"It's rather nice, isn't it Danny?" Well, someone had to break the silence. He nodded. It was amazing...the silence was so thick, so injected with lost feelings...I guess I was at a loss too. Memories flooded my mind as I scratched my naturally blonde hair. It was different, somehow not as soft as the raven mane that had made me famous... "Yeah, Darren. I never knew Japan could be so peaceful, after all the touring in Tokyo. It's been awhile." I could tell, he was fumbling for something to fill in the gap. Something to make it all better. Nothing could fill this gap. He had wanted this after all....he had wanted to break up the band. Yes, it was HIS decision. And it still hurt. There he sits, resting his feet on the low tea table, leaning against the white sofa. His long nimble fingers rub the tatami mats gently, eyes reflecting the distant skyline peering in from the other side of the glass balcony. A small fire roars on the wall beside us, breaking the chill from the remnants of winter in Matsumoto.
If only it could break the chill between "Darren'' and "Daniel". Bring back Daz and Jonesy.
It wasn't so much the band breaking up that bothered me...it was the distance that was put between us. It had nothing to do with Brisbane, San Fran, Aneiki, Spin, Darren Hayes, NOTHING. It had to do with a lost partnership...lost feelings and love. Like calling an old friend and realizing they dont live there anymore. It had to do with tear-saturated pillows, meaningless one-night stands, empty inboxes, dreary photo-shoots...
It had to do with love. I hear him take a sip from his fancy Japanese tea. A drop lingers on his lips and I want to cry.
"So, Daniel, how is it going in Brisbane? How's the band? I mean, you never ring me up anymore...I just wonder how you are." I try to sound cheerful...a little indifferent. "Ah..well, you know....everything's fine...just moved in to my new house. Very nice. Nice hard....wood floors...nice. Everything's.." "Lemme guess, nice?" I say. We enjoy a fake laugh. Did I just say "enjoy"? I bring up a new subject. "You know, I had really hoped that before we broke up we could release Gunning Down Romance as a single. You know?" I look tentatively at him. "Yeah, well, we just ran out of time." He doesn't like discussing Savage Garden. "Daniel...what's happened to us? I mean, we can't even talk about ourselves!
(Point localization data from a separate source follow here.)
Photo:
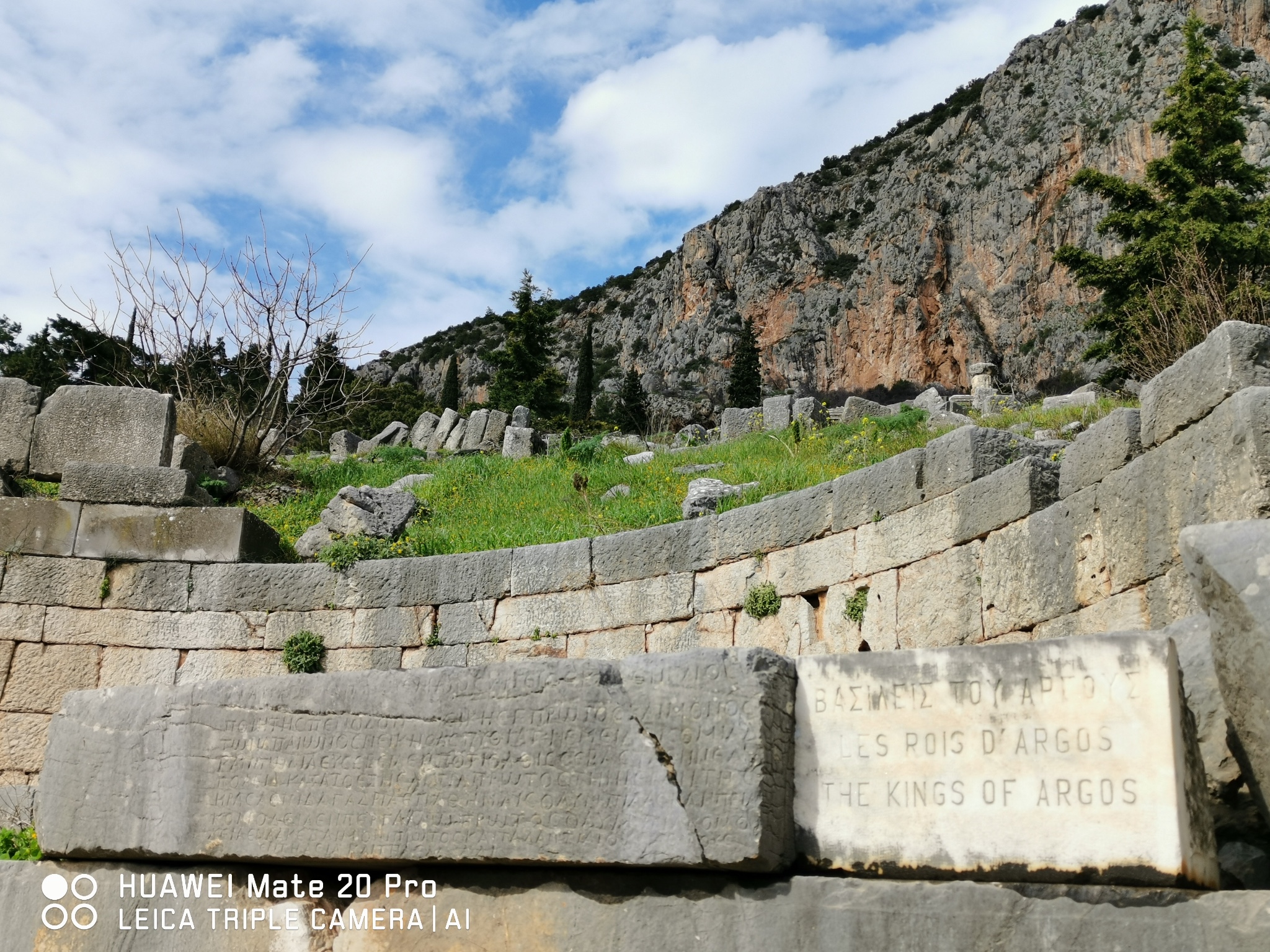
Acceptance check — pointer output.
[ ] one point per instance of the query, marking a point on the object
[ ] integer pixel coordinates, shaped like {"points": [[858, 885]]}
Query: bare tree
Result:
{"points": [[229, 335]]}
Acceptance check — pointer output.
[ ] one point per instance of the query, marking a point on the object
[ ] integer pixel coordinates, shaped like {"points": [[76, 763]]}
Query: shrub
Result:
{"points": [[304, 653], [854, 611], [762, 601], [19, 844]]}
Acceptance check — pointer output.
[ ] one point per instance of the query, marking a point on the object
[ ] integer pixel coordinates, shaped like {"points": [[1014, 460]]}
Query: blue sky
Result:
{"points": [[453, 143]]}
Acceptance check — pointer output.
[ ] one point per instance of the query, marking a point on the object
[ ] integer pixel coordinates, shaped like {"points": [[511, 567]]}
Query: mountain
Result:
{"points": [[915, 254]]}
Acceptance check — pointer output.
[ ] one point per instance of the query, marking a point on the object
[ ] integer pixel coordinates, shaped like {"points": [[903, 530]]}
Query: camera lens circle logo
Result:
{"points": [[55, 888]]}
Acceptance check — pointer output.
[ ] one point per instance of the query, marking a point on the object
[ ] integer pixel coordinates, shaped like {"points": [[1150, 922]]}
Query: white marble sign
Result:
{"points": [[1065, 759]]}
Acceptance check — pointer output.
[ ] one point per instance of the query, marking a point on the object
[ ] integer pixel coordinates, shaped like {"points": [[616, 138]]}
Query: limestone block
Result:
{"points": [[556, 566], [641, 553], [1103, 448], [38, 526], [191, 535], [778, 413], [1212, 471], [128, 628], [607, 645], [22, 622], [1043, 566], [465, 622], [219, 666], [1070, 759], [390, 627], [335, 628], [1230, 564], [19, 402], [812, 566], [52, 582], [939, 602], [659, 599], [1233, 357], [776, 523], [969, 454], [262, 588], [40, 674], [448, 418], [475, 431], [22, 742], [878, 490], [435, 656], [136, 485], [151, 587], [102, 426], [602, 738], [739, 421], [123, 667]]}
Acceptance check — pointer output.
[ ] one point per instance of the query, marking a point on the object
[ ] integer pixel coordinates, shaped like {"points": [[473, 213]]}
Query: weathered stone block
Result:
{"points": [[642, 602], [878, 490], [149, 587], [52, 582], [136, 485], [641, 553], [1071, 759], [38, 526], [102, 426], [778, 413], [40, 674], [1103, 448], [19, 402], [1233, 357], [191, 535], [260, 588], [776, 523], [722, 719], [1231, 566], [123, 627], [556, 566]]}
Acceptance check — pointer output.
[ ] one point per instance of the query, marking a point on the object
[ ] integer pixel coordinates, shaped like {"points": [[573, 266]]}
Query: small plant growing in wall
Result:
{"points": [[856, 603], [762, 601], [304, 653]]}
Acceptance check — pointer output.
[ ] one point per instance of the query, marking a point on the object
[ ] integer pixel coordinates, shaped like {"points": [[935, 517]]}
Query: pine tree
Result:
{"points": [[523, 372], [582, 387], [746, 382], [1202, 198], [633, 405], [450, 385]]}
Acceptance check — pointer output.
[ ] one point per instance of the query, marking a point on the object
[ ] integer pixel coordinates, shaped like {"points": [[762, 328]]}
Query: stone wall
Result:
{"points": [[958, 544]]}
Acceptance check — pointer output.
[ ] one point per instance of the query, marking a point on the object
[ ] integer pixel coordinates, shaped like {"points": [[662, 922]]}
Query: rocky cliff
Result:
{"points": [[915, 254]]}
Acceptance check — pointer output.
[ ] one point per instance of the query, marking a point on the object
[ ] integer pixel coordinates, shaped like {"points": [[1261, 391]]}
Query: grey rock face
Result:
{"points": [[1233, 357], [424, 430], [139, 485], [102, 426], [776, 413], [362, 511], [1230, 565], [1105, 447], [19, 402], [704, 495], [675, 791]]}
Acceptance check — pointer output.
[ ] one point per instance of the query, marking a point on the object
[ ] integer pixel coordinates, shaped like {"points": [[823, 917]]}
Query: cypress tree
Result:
{"points": [[586, 371], [746, 381], [633, 405], [450, 386]]}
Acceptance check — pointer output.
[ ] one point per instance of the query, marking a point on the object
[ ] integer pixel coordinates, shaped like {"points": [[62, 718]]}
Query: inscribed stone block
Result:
{"points": [[601, 739], [102, 426], [1071, 759]]}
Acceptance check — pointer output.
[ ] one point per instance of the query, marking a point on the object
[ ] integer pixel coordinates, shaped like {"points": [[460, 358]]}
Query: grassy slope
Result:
{"points": [[487, 501]]}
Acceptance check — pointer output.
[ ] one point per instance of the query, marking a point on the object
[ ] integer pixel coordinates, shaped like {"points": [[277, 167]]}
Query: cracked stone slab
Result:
{"points": [[655, 760]]}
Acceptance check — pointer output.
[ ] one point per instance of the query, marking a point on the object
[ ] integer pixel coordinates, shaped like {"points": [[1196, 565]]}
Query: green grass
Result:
{"points": [[487, 501]]}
We've been in this place for 20 hours now and we've barely spoken a full conversation! What's the matter with me? What's wrong with YOU?" He fumbles for a response....I guess surprised how blunt I am. My eyes wander around the room, falling on the white rice paper inkings of bamboo and whatnot with kanji lettering. "Well, Darren, I've been wondering why we're here! We shared something, and it's over. I'm still your friend. Just....not what we were before. Okay?" I'm kind of hurt.....I've been preparing for this moment for an eternity...but here I am. Falling apart. Scattering on the tatami mats, slowly focusing the images of my future without Daniel. And I cry. Openly, and angrily. "Darren.....c'mon, mate. Calm down. We knew it would happen." He sounds so convincing, friendly....so Jonesy-like. "No...you knew it. I didn't. Why exactly did you want to leave Savage Garden?" "I...because..it wasn't working for me. The publicity." "I took all the publicity as best as I could. You know that too. Next." "I was weary of the tour." "You decided this before the tour, Danny." "Okay, because I wanted to." "Danny, someone doesn't leave a multi-million dollar band without a reason." ".........because I couldn't stand being near you."
Now we were getting somewhere.
"Why, Daniel? I thought we were best mates and.." "Because we weren't best mates! We were...gay lovers." I HATE that word. "Why did homosexuality bother you, Daniel? It didn't ever bother you when you were screaming my name in our bedroom!" I was becoming bitter. I saw him cringe a little. His memories are flowing. I wonder then if the tinge of electricity in my heart was from the wine or from the connection establishing itself back in our hearts.
"Darren...we were going separate ways. Really, there's nothing to argue about. Let's put it to rest and have a good trip." "Daniel..." I wipe a tear off my face,"these tears wouldn't be here if there was nothing to argue about." Then I notice the almost invisible trail on his cheek. I move a little closer and touche his cheek. It's amazing, a sensation almost lost. "And yours either.." He looks at me, swallowing me with a glistening jade green eye, lashes catching moisture gently. I form my pillowy lips into a small smile. He feels the importance of the moment, the weight of this decision.
And he falls into my arms. I hold him like I hold onto my life. With sincerity.
Somehow, we move to the couch, lounging and looking at the soft twinkling stars above the soft twinkling city skyline, a brief line of dusky orange gracing the tips of the buildings, hilighting the dark black roofs, conforming them into one continuous shape. Right before I drift off, I look at the droopy sweet green eyes, meet them, sigh and kiss the soft lips.
"Jonesy....tomorrow...." "Yes, Dazza?" "I wanna dye my hair back black." "Ok, Daz."